Я взял поднос и окинул взглядом меню. Пирожных и впрямь было много, но сахарных комариков найти не сумел.

Женщина со стаканами, кусая лимон, продолжала:
— Она мне подарила кофе и молоко. Я говорю: «У меня сегодня праздник». — «Можно поинтересоваться, день рождения?» — Я как засмеюсь: «У меня сегодня Новый год». Ты слышишь? Бери лимончики! Потом день рождения случился у неё. И что ты думаешь? Мать её в кость! Я подарила ей реванш-подарок: чай, такой, чтобы заваривать в чайниках, а не это бумажное дерьмо, и лимончик красивый, жёлтый, прямо к чаю. Бери лимончики!

Я разглядывал витрину с горячими блюдами. У посетителей пользовались популярностью зелёные щи, я заметил. Прямо передо мною мужчина с тарелкой щей и двумя столовыми приборами затянул, легонечко улыбаясь, песенку:
— В очередь, сукины дети! Рыбьи головы, поросячьи хвостики!

Вполголоса, конечно.

За столом сидела женщина в шляпе и ела компот. Напротив неё располагалась её дочь с любимой кошкой на поводке, которая в свою очередь уселась слева от девочки, заняв целое человеческое место. Кошка облизывалась лениво. Женщина с дочерью уже заканчивали с компотом, как вдруг проходивший мимо молодой человек опрокинул свой поднос прямо на их скатерть, задев шляпу женщины и окатив чайным кипятком кошку. Молодой человек, ужасно сконфузившись, бросился было собирать свои продукты с рокового стола и промокать салфетками замоченные компотом колени женщины. Та попросила оставить её, привести в порядок кошку и попросить прощения у своей девочки, которая от внезапности произошедшего заплакала. Молодой человек поцеловал руку девочки и, растерявшись, поцеловал кошачью лапу, после чего громко сплюнул в салфетку и, схватившись за голову, побежал прочь из столовой комнаты. Девочка плач переменила смехом, а её мамаша, умилённая поведением молодого медведя, примерила короткую улыбку к своим губам.

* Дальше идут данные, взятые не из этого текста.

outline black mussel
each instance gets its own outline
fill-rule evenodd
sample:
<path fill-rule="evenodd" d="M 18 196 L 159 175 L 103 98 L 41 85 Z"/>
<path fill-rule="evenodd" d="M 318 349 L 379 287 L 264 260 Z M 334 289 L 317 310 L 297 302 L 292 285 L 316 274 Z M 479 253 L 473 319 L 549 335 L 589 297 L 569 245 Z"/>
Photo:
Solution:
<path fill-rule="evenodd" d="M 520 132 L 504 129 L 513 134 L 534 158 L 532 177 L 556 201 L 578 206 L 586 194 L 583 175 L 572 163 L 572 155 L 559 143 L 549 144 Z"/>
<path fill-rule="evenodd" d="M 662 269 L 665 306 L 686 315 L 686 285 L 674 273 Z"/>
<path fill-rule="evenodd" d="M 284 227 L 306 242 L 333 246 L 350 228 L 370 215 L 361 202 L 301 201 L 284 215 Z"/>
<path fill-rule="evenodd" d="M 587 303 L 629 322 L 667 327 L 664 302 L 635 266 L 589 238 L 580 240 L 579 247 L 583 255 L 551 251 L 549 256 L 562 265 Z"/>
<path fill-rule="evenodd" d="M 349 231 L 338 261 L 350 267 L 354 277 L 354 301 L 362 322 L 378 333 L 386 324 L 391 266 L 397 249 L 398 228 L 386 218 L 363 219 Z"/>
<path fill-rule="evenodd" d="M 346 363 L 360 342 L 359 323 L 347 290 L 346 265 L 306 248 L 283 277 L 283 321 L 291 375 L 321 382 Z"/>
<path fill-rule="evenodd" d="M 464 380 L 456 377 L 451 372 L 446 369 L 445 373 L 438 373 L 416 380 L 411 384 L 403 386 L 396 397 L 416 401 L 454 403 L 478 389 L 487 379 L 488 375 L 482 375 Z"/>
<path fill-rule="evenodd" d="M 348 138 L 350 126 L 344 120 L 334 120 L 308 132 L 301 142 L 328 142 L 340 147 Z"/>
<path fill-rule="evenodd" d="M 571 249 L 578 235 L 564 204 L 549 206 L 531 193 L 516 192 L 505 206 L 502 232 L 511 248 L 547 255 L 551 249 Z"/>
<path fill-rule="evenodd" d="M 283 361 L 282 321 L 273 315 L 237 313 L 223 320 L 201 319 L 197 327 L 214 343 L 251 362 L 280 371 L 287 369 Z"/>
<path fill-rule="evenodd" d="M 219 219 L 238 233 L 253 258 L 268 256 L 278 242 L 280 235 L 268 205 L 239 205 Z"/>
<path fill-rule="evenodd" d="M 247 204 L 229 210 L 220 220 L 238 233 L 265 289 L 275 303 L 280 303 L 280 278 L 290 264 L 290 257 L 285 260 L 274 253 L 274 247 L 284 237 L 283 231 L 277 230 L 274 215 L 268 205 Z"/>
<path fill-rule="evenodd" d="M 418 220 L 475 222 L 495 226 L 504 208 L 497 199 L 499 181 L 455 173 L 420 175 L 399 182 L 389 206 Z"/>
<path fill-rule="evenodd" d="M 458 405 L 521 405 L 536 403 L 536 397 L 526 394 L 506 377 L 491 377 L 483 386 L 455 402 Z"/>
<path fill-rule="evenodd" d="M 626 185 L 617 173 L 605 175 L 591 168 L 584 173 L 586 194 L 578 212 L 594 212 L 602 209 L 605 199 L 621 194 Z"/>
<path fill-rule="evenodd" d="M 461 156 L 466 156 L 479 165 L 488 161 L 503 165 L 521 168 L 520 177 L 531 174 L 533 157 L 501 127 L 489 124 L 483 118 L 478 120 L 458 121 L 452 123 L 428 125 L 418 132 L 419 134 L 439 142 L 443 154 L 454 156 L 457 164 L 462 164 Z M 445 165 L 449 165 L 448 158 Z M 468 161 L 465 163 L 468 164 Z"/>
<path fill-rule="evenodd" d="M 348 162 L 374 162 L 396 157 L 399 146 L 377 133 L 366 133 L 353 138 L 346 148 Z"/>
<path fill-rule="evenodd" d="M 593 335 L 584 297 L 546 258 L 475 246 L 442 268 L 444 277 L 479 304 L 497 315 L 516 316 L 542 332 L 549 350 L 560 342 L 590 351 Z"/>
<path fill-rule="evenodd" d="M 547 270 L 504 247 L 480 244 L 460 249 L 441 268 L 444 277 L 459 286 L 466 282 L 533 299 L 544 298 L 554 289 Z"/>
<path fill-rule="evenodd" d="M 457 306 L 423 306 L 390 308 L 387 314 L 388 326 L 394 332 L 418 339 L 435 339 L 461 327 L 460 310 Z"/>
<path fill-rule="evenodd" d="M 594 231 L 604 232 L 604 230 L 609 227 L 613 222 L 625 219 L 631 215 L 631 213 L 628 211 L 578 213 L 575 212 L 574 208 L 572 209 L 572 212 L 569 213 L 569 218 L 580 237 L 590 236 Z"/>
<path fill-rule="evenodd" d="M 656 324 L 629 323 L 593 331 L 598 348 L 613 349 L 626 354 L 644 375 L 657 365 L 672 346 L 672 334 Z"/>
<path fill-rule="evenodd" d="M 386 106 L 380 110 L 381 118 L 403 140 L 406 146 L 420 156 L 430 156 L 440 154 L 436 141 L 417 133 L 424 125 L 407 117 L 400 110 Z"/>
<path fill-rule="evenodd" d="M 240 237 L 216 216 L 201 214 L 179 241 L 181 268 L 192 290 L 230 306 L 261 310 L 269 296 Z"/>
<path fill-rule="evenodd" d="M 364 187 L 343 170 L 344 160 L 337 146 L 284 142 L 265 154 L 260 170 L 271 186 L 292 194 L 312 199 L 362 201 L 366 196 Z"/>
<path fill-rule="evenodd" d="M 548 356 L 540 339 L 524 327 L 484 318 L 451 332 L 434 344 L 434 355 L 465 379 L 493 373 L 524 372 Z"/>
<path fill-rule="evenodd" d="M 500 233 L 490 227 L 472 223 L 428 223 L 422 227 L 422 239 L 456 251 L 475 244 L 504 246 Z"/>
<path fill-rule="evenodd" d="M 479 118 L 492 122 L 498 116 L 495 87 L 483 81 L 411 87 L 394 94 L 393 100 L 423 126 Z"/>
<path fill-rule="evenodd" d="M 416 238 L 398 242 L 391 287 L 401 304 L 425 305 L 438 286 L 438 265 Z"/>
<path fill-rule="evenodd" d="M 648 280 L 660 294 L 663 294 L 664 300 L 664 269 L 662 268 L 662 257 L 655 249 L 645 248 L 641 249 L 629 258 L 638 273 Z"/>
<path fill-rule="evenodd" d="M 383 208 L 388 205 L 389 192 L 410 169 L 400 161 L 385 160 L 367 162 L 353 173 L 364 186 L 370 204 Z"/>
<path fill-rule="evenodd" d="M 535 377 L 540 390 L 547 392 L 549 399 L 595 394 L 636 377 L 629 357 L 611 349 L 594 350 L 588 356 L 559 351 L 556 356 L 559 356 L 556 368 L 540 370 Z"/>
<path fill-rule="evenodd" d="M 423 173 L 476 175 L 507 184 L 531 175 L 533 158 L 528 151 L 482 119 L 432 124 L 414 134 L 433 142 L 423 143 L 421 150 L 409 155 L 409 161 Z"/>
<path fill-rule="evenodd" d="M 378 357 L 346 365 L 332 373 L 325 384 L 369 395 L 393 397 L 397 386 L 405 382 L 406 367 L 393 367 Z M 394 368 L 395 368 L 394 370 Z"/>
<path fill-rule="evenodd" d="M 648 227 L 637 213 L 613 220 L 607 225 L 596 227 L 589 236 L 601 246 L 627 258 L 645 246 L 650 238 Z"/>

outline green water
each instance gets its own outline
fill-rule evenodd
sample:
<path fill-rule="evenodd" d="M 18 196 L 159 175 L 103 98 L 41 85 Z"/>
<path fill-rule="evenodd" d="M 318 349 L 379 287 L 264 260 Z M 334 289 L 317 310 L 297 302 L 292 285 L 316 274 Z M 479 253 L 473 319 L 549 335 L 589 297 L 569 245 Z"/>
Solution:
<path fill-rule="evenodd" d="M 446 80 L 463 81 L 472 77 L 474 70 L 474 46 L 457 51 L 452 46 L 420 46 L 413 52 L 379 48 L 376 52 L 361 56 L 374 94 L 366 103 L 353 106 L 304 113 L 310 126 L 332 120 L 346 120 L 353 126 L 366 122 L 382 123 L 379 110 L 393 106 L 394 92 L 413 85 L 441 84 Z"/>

Места за столами заняли поклонники зелёных щей. Каждый тщательно купал в жирной гуще щей жирную сметану и наблюдал за её многозначительным исчезновением в капустной зелени.
— Подарок от шефа! — смеялся один из них, единственный, кто сметану перемешивать не стал, снял её столовой ложкой с болотной глади блюда в самом начале трапезы и, сочно чмокнув, поместил себе точно в рот.

Я подошёл к кассе, набрав полный поднос. «Как измерить гармонию алгеброй?» — прочитал я вопрос на запястье кассирши, которую за глаза звали Воровкой. Она рассчитала меня, конечно, обманув, на червонец-то точно. Я не стал просить пересчитать, я посмотрел в её ехидные лживые глазки и спросил:
— А сахарных комариков нет сегодня?
— Червячки, дружок, в голове у тебя, червячки.

Стушевавшись, я забрал сдачу и отправился к столам. Мысли потеряли в стройности, багетные рамы на подоконниках смутили меня окончательно, должно быть, эйфоретики — лучшие друзья здешней публики, я больше сюда ни ногой.

Раздался крик Воровки:
— Не обманывай!

Посетители столовой улыбнулись.
— Честность вырвалась наружу, попортив змеиную шкурку, — кто-то брякнул.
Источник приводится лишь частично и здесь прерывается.